Overlapping PET films forming the first and second insulating layers 21 and 23 on the upper and lower sides of the planar heating element 22, for example, the silicon rolls A and B set at 100 to 200 degrees in the direction of the arrow. If it passes, the heater assembly 20 can be obtained. Preferably, the thickness of the heater assembly 20 is 0.30 mm.

Here, although the PET film was used as the insulating layers 21 and 23 coated on the outer surface of the strip-shaped planar heating element 22 to function as moisture-proof, heat-resistant and electrical insulation, the synthetic resin having excellent heat resistance and electrical insulation property. For example, various electrical insulation such as polyimide or silicone obtained by polymerizing PE (Polyethylene), PP (Polypropylene), TPA (Terephthalic Acid) and MEG (Mono-ethylene Glycol) Film material can be used.
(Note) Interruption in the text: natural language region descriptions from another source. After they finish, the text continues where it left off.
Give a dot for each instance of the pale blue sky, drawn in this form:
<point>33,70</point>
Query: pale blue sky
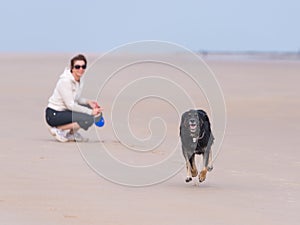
<point>97,26</point>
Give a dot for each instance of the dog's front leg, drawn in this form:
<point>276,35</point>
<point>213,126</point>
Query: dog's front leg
<point>202,175</point>
<point>210,164</point>
<point>188,169</point>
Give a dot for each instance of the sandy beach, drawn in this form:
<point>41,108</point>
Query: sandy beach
<point>256,173</point>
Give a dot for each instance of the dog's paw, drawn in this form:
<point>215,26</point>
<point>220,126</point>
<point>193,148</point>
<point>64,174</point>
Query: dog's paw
<point>188,179</point>
<point>202,175</point>
<point>210,168</point>
<point>194,172</point>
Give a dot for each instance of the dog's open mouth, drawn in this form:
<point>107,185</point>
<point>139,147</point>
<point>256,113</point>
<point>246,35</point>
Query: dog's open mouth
<point>193,127</point>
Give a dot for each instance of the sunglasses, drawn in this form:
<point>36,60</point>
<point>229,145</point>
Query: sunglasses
<point>77,67</point>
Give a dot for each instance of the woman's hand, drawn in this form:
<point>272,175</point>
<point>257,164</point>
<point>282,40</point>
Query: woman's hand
<point>97,111</point>
<point>93,104</point>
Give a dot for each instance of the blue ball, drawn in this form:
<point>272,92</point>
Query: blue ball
<point>99,121</point>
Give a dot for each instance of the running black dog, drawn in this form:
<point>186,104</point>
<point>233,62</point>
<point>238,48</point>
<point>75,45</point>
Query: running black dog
<point>196,138</point>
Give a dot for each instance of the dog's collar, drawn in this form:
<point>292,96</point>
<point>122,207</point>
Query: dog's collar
<point>195,139</point>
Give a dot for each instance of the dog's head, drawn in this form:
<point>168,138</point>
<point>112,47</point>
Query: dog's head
<point>190,120</point>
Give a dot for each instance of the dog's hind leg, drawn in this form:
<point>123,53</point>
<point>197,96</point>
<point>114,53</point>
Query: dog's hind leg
<point>188,169</point>
<point>194,170</point>
<point>202,175</point>
<point>210,163</point>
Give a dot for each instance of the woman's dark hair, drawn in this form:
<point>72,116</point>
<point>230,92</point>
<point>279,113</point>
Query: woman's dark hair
<point>76,58</point>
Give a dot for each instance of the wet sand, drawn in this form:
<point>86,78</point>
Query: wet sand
<point>255,178</point>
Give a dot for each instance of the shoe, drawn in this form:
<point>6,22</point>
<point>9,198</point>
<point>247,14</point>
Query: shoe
<point>60,135</point>
<point>79,138</point>
<point>52,131</point>
<point>70,136</point>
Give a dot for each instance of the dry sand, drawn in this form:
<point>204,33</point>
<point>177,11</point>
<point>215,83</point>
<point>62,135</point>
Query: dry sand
<point>255,178</point>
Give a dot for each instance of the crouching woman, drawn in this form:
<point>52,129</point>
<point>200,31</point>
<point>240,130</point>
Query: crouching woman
<point>67,112</point>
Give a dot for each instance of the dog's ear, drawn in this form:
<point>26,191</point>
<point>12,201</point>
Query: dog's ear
<point>184,119</point>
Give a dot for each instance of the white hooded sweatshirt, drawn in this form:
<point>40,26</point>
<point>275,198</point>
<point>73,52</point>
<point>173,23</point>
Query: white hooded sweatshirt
<point>66,95</point>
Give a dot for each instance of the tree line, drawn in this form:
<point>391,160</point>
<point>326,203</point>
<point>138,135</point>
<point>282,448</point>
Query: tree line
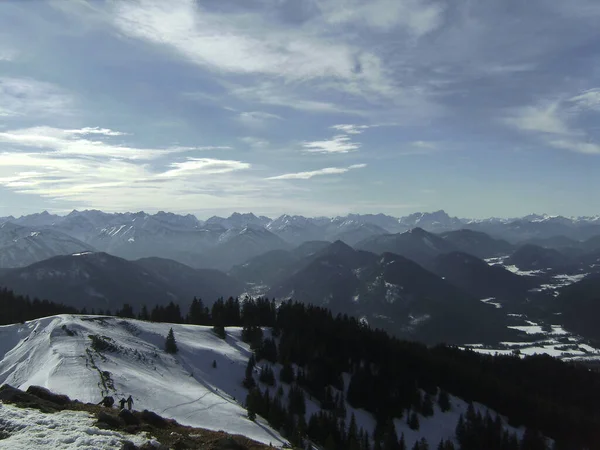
<point>389,377</point>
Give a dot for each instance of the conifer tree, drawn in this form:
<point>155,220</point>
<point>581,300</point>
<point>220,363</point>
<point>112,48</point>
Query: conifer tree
<point>413,422</point>
<point>427,406</point>
<point>170,343</point>
<point>444,400</point>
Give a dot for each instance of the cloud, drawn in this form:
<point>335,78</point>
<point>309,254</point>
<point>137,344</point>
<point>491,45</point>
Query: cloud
<point>59,164</point>
<point>315,173</point>
<point>257,118</point>
<point>235,43</point>
<point>542,119</point>
<point>7,54</point>
<point>273,94</point>
<point>96,130</point>
<point>416,16</point>
<point>588,148</point>
<point>424,145</point>
<point>254,142</point>
<point>550,123</point>
<point>32,98</point>
<point>203,166</point>
<point>589,99</point>
<point>350,129</point>
<point>338,144</point>
<point>68,142</point>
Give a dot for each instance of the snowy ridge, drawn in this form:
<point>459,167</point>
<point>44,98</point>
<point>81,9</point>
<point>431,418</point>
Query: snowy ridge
<point>65,430</point>
<point>57,353</point>
<point>184,387</point>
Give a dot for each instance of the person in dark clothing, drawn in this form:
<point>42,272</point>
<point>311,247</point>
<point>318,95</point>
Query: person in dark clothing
<point>129,403</point>
<point>107,401</point>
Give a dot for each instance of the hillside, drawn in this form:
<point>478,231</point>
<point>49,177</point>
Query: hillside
<point>100,281</point>
<point>393,293</point>
<point>21,246</point>
<point>417,245</point>
<point>57,353</point>
<point>88,357</point>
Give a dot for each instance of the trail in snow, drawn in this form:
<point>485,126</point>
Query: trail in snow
<point>184,387</point>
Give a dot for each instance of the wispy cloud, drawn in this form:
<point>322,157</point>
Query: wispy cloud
<point>255,142</point>
<point>7,54</point>
<point>589,99</point>
<point>552,123</point>
<point>338,144</point>
<point>577,146</point>
<point>32,98</point>
<point>59,164</point>
<point>542,119</point>
<point>68,142</point>
<point>315,173</point>
<point>349,128</point>
<point>203,166</point>
<point>257,118</point>
<point>416,16</point>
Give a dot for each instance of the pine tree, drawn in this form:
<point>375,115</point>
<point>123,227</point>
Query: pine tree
<point>249,382</point>
<point>390,438</point>
<point>413,422</point>
<point>427,406</point>
<point>444,400</point>
<point>286,374</point>
<point>170,343</point>
<point>251,406</point>
<point>143,315</point>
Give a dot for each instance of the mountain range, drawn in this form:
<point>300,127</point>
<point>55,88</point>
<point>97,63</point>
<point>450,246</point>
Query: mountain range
<point>425,282</point>
<point>222,242</point>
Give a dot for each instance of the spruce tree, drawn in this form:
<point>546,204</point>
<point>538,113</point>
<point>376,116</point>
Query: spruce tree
<point>427,406</point>
<point>170,343</point>
<point>444,400</point>
<point>413,421</point>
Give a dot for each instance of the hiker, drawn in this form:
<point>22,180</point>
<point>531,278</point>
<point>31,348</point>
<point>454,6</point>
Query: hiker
<point>129,403</point>
<point>107,401</point>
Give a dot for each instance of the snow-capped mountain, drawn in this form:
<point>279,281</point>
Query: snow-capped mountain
<point>193,242</point>
<point>21,246</point>
<point>57,352</point>
<point>237,220</point>
<point>42,219</point>
<point>417,245</point>
<point>389,292</point>
<point>88,357</point>
<point>295,229</point>
<point>437,221</point>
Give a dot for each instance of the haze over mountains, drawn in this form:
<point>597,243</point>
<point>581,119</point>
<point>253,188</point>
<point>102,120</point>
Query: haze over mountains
<point>423,275</point>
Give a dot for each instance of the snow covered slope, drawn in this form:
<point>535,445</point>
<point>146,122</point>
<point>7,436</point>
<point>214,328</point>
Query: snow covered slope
<point>56,352</point>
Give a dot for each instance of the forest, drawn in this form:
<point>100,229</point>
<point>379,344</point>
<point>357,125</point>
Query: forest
<point>391,378</point>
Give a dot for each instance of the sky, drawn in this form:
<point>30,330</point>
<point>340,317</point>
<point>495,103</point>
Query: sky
<point>313,107</point>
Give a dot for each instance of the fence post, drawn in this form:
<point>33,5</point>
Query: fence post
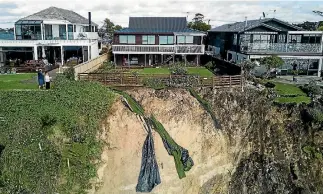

Synthetic resins used as the insulating layers 21 and 23 are generally relatively inexpensive, have excellent electrical insulation, thermal stability, and water resistance, and silicon also has excellent heat resistance, tensile strength, stretch rate, and wear resistance. Therefore, since the insulating layers 21 and 23 having the above characteristics are coated on the outer surface of the strip-shaped planar heating element 22, a short circuit does not occur even in a high humidity environment, and thus safety can be achieved.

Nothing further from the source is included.